Recensendo Thaïs
Dicembre 19, 2008 in Spettacoli da Stefano Mola
Sapete quei giochi dove ti dicono: adesso ti dirò una parola, tu dimmi quella che spontaneamente le assoceresti. Bene, nel caso della Thaïs allestita dal Regio con Stefano Poda, la mia risposta sarebbe: algida. Per la scenografia: il bianco dominante, le pareti incombenti che schiacciano i cantanti, i costumi (bianchi, o neri). Per la lentezza che caratterizza quasi tutti i movimenti di scena e i balletti. Una vicenda che sembra filtrata dal ricordo, che sembra raccontata non mentre accade, ma da una grande distanza, come una specie di visione.
Un esempio. Quando nel primo atto al nostro povero monaco Athanaël arriva la visione di Thaïs, il libretto originale recita: nella nebbia appare l’interno di un teatro ad Alessandria. Folla immensa sui gradini. Davanti si trova la scena, su cui Thaïs, semi svestita, con il volto velato, mima gli amori di Afrodite […] Immense e assai prolungate esclamazioni d’entusiasmo del pubblico.
Come risolve tutto questo Poda? Facendo innalzare il palco, così che sotto ai piedi di Athanaël compare una scena nera con Thaïs al centro, nerovestita, circondata di energumeni immobili semisvestiti. Tutto rimane fermo, come fosse una vetrina d’un negozio di tendenza.
Questo sia detto a titolo d’esempio, e non per fare le pulci ad ogni cosa come un Puffo Quattrocchi. Non sono sicuramente un difensore dell’ortodossia dei libretti e delle ambientazioni controllate al millimetro e al secondo rispetto all’originale.
Mi sembra che, tra il quadro e l’azione, tra la rappresentazione e la narrazione, Poda abbia privilegiato i primi. Ciò che conta, è provare a rispondere a questa domanda: la scelta è funzionale?
Qualche ragionamento. La sensualità lussuriosa e decadente di Alessandria viene secondo me praticamente azzerata (nonostante le ballerine a seno nudo). Forse la scelta di questa algida distanza è per portare fin dall’inizio la prospettiva dal punto di vista di Thaïs. Colpita dalle parole del monaco, che tuttavia si incastrano in un percorso interiore già iniziato:
Tutti gli uomini altro non sono che indifferenza e brutalità
Ho l’anima vuota
Dove trovar riposo?
E come fermare la felicità?
Oh mio specchio fedele, rassicurami
Dimmi che sono bella e che lo sarò per l’eternità
Thaïs capisce che non è in questo mondo che la sua ansia potrà essere risolta.

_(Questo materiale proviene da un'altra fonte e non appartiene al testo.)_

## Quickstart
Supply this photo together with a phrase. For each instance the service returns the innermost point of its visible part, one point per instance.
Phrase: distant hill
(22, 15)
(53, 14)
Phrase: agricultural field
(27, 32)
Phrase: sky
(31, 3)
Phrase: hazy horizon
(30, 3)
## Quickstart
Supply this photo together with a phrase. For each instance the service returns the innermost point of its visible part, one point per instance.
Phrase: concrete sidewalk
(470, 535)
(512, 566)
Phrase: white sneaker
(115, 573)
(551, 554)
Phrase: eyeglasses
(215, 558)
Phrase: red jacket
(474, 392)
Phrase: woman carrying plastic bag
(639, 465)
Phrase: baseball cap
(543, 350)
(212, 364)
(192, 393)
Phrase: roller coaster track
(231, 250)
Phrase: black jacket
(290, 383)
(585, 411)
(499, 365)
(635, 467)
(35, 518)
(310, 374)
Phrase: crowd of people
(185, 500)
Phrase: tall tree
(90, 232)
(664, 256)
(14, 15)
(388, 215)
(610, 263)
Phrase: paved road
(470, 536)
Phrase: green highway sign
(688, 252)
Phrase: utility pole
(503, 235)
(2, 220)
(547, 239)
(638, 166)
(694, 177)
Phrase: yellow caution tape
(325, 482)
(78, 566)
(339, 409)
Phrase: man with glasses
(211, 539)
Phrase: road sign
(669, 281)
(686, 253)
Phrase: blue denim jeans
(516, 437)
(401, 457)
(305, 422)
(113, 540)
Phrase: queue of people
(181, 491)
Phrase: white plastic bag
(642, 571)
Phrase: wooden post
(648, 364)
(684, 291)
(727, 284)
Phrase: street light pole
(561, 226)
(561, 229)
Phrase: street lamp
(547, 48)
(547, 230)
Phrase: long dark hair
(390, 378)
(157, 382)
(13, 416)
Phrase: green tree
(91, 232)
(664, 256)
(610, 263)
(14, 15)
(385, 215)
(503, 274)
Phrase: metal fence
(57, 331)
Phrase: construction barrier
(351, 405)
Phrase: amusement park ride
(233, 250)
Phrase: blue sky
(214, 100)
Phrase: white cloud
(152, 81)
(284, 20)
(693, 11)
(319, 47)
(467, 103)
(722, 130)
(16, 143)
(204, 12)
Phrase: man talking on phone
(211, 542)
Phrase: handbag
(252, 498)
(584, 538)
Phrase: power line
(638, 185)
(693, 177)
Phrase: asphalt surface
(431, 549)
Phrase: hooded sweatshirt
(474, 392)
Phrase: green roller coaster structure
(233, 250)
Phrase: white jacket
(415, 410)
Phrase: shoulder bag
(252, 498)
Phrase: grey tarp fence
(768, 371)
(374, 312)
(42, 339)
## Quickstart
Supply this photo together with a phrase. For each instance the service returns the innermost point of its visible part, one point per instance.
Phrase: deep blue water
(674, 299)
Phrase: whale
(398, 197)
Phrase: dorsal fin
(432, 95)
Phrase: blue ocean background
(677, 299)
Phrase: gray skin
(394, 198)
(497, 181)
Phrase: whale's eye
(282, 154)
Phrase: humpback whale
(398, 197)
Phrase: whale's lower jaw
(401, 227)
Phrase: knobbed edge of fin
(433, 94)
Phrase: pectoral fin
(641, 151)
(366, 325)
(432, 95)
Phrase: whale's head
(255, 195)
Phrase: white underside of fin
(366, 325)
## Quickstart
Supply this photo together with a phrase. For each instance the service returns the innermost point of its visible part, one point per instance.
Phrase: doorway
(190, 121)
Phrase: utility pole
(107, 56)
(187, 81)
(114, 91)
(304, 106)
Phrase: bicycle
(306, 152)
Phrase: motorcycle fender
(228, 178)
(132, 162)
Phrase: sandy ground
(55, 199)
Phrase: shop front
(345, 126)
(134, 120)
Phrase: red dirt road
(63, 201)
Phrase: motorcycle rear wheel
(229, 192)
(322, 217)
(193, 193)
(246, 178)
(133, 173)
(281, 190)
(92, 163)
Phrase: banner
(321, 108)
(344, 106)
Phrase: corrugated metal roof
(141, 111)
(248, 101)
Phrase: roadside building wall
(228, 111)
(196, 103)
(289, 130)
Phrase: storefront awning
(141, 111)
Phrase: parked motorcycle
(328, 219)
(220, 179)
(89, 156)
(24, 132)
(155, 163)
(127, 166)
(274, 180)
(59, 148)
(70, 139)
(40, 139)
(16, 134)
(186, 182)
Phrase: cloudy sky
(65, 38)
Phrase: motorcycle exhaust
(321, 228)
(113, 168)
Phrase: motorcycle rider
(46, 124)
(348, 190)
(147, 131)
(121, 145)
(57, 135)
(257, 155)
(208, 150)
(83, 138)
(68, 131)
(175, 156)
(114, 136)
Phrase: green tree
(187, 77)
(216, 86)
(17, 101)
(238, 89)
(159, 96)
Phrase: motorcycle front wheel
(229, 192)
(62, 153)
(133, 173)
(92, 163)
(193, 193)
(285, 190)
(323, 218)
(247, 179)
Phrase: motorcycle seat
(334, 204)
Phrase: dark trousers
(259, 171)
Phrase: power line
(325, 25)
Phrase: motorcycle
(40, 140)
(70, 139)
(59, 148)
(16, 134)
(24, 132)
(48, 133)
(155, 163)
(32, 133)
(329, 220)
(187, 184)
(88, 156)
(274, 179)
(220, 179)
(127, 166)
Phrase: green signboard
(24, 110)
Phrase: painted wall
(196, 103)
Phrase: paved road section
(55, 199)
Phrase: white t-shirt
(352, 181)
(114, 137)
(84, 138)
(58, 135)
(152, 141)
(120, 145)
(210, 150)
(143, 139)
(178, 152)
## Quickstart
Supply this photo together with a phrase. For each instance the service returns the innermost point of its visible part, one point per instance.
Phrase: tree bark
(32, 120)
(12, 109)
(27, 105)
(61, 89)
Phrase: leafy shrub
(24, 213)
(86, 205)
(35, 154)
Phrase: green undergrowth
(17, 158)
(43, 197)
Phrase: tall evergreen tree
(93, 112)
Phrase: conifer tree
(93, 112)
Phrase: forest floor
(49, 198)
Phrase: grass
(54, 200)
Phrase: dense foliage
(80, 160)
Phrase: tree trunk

Athanaël null’altro è che un cerino, la miccia era già in lei. Forse questa sensazione di lontananza che ho provato di fronte alla scena significa questo: non è importante quello che è successo prima, la sua rievocazione precisa, il dettaglio rosso e sensuale. Se così fosse, avrebbe ancora un posto nell’attenzione di Thaïs, mentre così non è. Non lo è praticamente più sin da quando lei compare sulla scena. Forse ne avrebbe per Athanaël, che alla fine capisce di desiderare carnalmente colei che immagina di aver redento, perdendo invece se stesso.
È il fallimento del maschile, non il trionfo del pericolo rappresentato dalla donna. Athanaël è debole, mentre Thaïs è forte, fino alla fine. Forse lo spettacolo che vediamo è quello che vedrebbe Thaïs se si voltasse indietro dalla sua ultraterrena distanza.
Detto della messa in scena, e aggiunti i complimenti al corpo di ballo, passiamo a musica e cantanti. La direzione di Gianandrea Noseda m’è parsa sicura, compatta, attenta alle sfumature, ai cambi di volumi. Nel ruolo eponimo, grande prova di Barbara Frittoli, intensa e dolente, giustamente ricompensata in maniera entusiasta dal pubblico. Convincenti l’Athanaël del tenore georgiano Lado Ataneli e il Nicias di Alessandro Liberatore. Una menzione per Eleonora Buratto e Ketevan Kemoklidze, giustamente e frivolmente trillanti nei panni delle schiave Crobyle e Myrtale (i nomi dei personaggi sono tutto un gusto, in quest’opera).